Even before the Houthi rebels arrived in Sanaa in September 2014, this political security prison was notorious for restricting visits and medicine and for humiliating the families of detainees. The situation has only worsened since the Houthis took over.
The families of the journalists held by the Houthis announced in May 2016 that the journalists had gone on hunger strike in protest against the conditions in Habra prison, where they were held at the time. They were subsequently transfered to the political prison.
Other journalists targeted
According to our sources, Alssada News website editor Amin Al-Majzoub, who had been held by the Houthis in a prison in Ibb province south of the capital since July 2015, was released on 25 March as a result of mediation involving local tribes.

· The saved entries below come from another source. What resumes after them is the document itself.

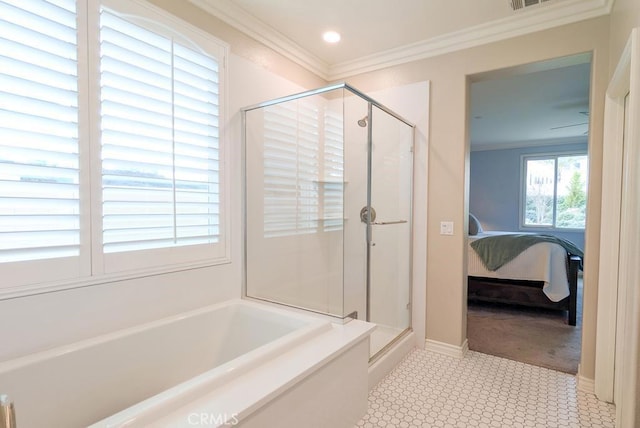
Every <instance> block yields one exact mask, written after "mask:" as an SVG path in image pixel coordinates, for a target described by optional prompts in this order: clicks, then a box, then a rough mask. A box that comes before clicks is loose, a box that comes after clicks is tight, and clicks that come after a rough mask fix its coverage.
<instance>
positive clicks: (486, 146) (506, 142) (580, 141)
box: [471, 135, 589, 152]
mask: <svg viewBox="0 0 640 428" xmlns="http://www.w3.org/2000/svg"><path fill="white" fill-rule="evenodd" d="M588 142H589V137H588V136H587V135H581V136H576V137H565V138H549V139H546V140H521V141H509V142H503V143H489V144H482V143H473V142H472V143H471V151H472V152H484V151H490V150H507V149H521V148H524V147H540V146H560V145H565V144H588Z"/></svg>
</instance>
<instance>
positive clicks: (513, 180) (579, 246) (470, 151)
mask: <svg viewBox="0 0 640 428" xmlns="http://www.w3.org/2000/svg"><path fill="white" fill-rule="evenodd" d="M590 79H591V55H590V54H581V55H574V56H570V57H563V58H558V59H554V60H550V61H544V62H539V63H534V64H527V65H522V66H518V67H512V68H509V69H501V70H496V71H492V72H487V73H482V74H478V75H473V76H470V85H469V90H470V97H469V98H470V110H469V115H468V129H469V135H470V156H469V159H470V169H469V192H468V194H469V200H468V206H469V214H470V216H469V237H468V240H469V245H468V265H467V274H468V287H469V288H468V298H469V301H468V311H467V337H468V341H469V349H471V350H474V351H478V352H483V353H487V354H492V355H497V356H501V357H505V358H509V359H513V360H517V361H521V362H525V363H529V364H534V365H538V366H542V367H547V368H551V369H556V370H560V371H563V372H567V373H573V374H575V373H577V370H578V364H579V362H580V353H581V336H582V275H581V267H582V266H581V257H582V256H583V251H584V248H585V228H586V206H587V194H588V182H589V163H588V131H589V93H590ZM499 235H502V236H499ZM480 240H482V242H480ZM523 240H524V241H527V242H526V243H523ZM504 241H508V242H510V243H511V244H509V245H514V244H515V245H516V246H517V247H518V249H517V251H516V250H513V249H512V248H511V247H501V246H502V245H505V244H504V243H503V242H504ZM540 241H544V242H540ZM483 248H484V250H485V251H484V253H483V252H482V249H483ZM571 255H574V256H577V257H573V260H574V262H573V264H570V263H569V261H570V260H571ZM496 257H497V259H496ZM573 317H575V326H574V325H571V324H573V322H572V321H573V320H572V318H573Z"/></svg>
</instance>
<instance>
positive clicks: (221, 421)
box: [187, 412, 240, 427]
mask: <svg viewBox="0 0 640 428" xmlns="http://www.w3.org/2000/svg"><path fill="white" fill-rule="evenodd" d="M187 420H188V422H189V425H193V426H202V427H206V426H218V425H237V424H238V423H239V422H240V421H239V420H238V414H237V413H231V414H227V413H204V412H203V413H190V414H189V416H188V418H187Z"/></svg>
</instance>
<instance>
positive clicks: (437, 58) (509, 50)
mask: <svg viewBox="0 0 640 428" xmlns="http://www.w3.org/2000/svg"><path fill="white" fill-rule="evenodd" d="M608 32H609V18H608V17H601V18H597V19H592V20H588V21H583V22H581V23H577V24H571V25H566V26H563V27H559V28H555V29H551V30H546V31H542V32H539V33H535V34H531V35H526V36H522V37H517V38H513V39H510V40H505V41H501V42H496V43H492V44H488V45H484V46H480V47H476V48H472V49H467V50H464V51H459V52H454V53H451V54H447V55H442V56H438V57H434V58H429V59H424V60H421V61H416V62H413V63H410V64H404V65H400V66H396V67H392V68H388V69H385V70H380V71H375V72H371V73H366V74H363V75H359V76H355V77H353V78H349V79H347V80H348V82H349V83H351V84H353V85H354V86H355V87H357V88H358V89H360V90H363V91H365V92H369V91H373V90H377V89H380V88H382V87H385V86H390V85H397V84H404V83H410V82H415V81H421V80H430V81H431V85H432V86H431V87H432V91H431V108H430V110H431V118H430V123H431V129H430V136H429V145H430V148H429V168H428V171H429V172H428V174H429V178H428V181H429V189H428V207H429V214H428V236H429V241H428V243H427V246H428V256H427V260H426V261H425V262H426V263H427V272H428V273H427V284H426V287H427V326H426V328H427V339H429V340H433V341H438V342H443V343H446V344H449V345H453V346H461V345H462V344H463V343H464V340H465V339H466V268H465V267H466V243H465V233H463V231H464V230H465V217H466V216H465V213H466V212H467V210H468V207H467V205H468V202H467V200H468V196H467V192H468V141H467V140H468V135H467V131H466V117H467V105H468V100H467V93H468V91H467V87H468V76H471V75H474V74H476V73H482V72H486V71H491V70H496V69H500V68H505V67H512V66H516V65H521V64H527V63H531V62H536V61H542V60H547V59H551V58H555V57H562V56H567V55H572V54H576V53H582V52H593V73H592V92H591V93H592V99H591V118H592V124H591V134H590V147H589V150H590V155H591V168H590V169H591V177H590V182H589V192H590V193H589V208H588V221H589V227H588V231H587V238H586V239H587V243H586V253H587V254H586V261H585V265H586V271H585V292H584V329H583V356H582V366H581V374H582V375H583V376H585V377H587V378H590V379H593V374H594V358H595V319H596V298H597V278H598V270H597V265H598V247H599V234H600V229H599V223H600V196H601V185H600V183H601V174H600V172H601V167H602V125H603V107H604V106H603V101H604V92H605V89H606V85H607V82H608V65H609V60H608V39H609V33H608ZM443 220H452V221H454V223H455V233H454V235H453V236H442V235H440V234H439V224H440V221H443Z"/></svg>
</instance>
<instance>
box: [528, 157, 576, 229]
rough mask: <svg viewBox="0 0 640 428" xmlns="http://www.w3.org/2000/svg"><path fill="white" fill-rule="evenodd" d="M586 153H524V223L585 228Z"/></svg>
mask: <svg viewBox="0 0 640 428" xmlns="http://www.w3.org/2000/svg"><path fill="white" fill-rule="evenodd" d="M587 176H588V158H587V155H586V154H572V155H553V156H535V157H534V156H527V157H524V178H525V183H524V186H523V187H524V192H525V197H524V207H523V225H524V226H525V227H540V228H556V229H584V227H585V218H586V208H587Z"/></svg>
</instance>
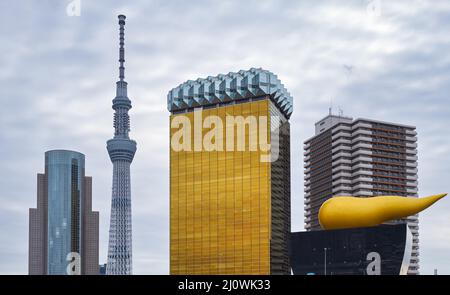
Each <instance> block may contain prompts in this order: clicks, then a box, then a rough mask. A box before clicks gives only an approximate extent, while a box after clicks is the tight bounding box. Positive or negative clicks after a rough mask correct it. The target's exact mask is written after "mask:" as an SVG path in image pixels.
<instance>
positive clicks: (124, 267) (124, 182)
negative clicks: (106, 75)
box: [106, 15, 136, 275]
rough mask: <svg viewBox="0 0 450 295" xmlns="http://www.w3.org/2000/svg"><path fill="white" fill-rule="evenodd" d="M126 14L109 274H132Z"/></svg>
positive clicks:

Yemen’s journalists are caught between the various parties to the country’s conflict. They risk being killed by snipers while covering fighting or being killed in air strikes. And they risk being kidnapped by armed groups or being arrested by pro-government forces.
Some, such as the investigative reporter Mohamed Al-Absi, die in mysterious circumstances. Well known for his investigative coverage of corruption, the black market and the war economy, Al-Absi was poisoned by a toxic gas in Sanaa in late December.
At least 16 journalists and media workers are currently held by armed groups in Yemen. RSF has little information about those held outside the capital by the Houthis or by Al-Qaeda.
Yemen is ranked 170th out of 180 countries in RSF’s 2016 World Press Freedom Index.